Reputation: 671
I am trying to run a sklearn.naive_bayes.GaussianNB
model with partial_fit
. For this I calculate the priors
like this:
unique_lbls, counts = np.unique(labels, return_counts=True)
counts = counts.astype(float)
priors = counts / counts.sum()
model = GaussianNB(priors=priors)
model.partial_fit(X, y, classes=unique_lbls)
I get an `ValueError: The sum of the priors should be 1, but I have checked and the priors do sum up to 1.0:
print priors.sum()
> 1.0
I am using the following versions:
Python 2.7.12
scikit-learn 0.18.2
numpy 1.13.1
I can only imagine that it comes down to sensitivity of the summed value, but I have tried to normalize the priors again with priors /= priors.sum()
and it returns the same error.
Is there a different way to make sure that the priors sum to 1.0 with a higher tolerance, or is there some (to me not-)obvious reason this doesn't work?
Edit: labels
is a numpy array with containing the whole data set's labels represented as integers, X and y are a batch of the full data set.
y
and labels
both have at least 100 examples from each class.
Upvotes: 0
Views: 217
Reputation: 23647
My first intuition was that something is wrong with the data. However, it looks like the partial_fit
function does not even look at the data before raising that error. In particular, the implementation looks like this:
# Check that the sum is 1
if priors.sum() != 1.0:
raise ValueError('The sum of the priors should be 1.')

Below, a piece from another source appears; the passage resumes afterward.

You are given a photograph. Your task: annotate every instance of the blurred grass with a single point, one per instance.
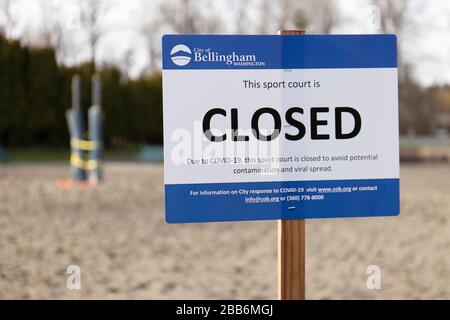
(46, 154)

They compare the sum of the priors exactly to 1.0, which is numerically not very robust. If you have an unlucky combination of values the normalized priors may not sum precisiely to 1.0
. Consider this:
priors = np.array([1, 2, 3, 4, 5, 6], dtype=float)
priors /= priors.sum()
print(priors.sum() == 1.0) # False
Such a situation will make the check fail. Let's try to fix this:
priors[0] = 1.0 - priors[1:].sum()
print(priors.sum() == 1.0) # True
Upvotes: 1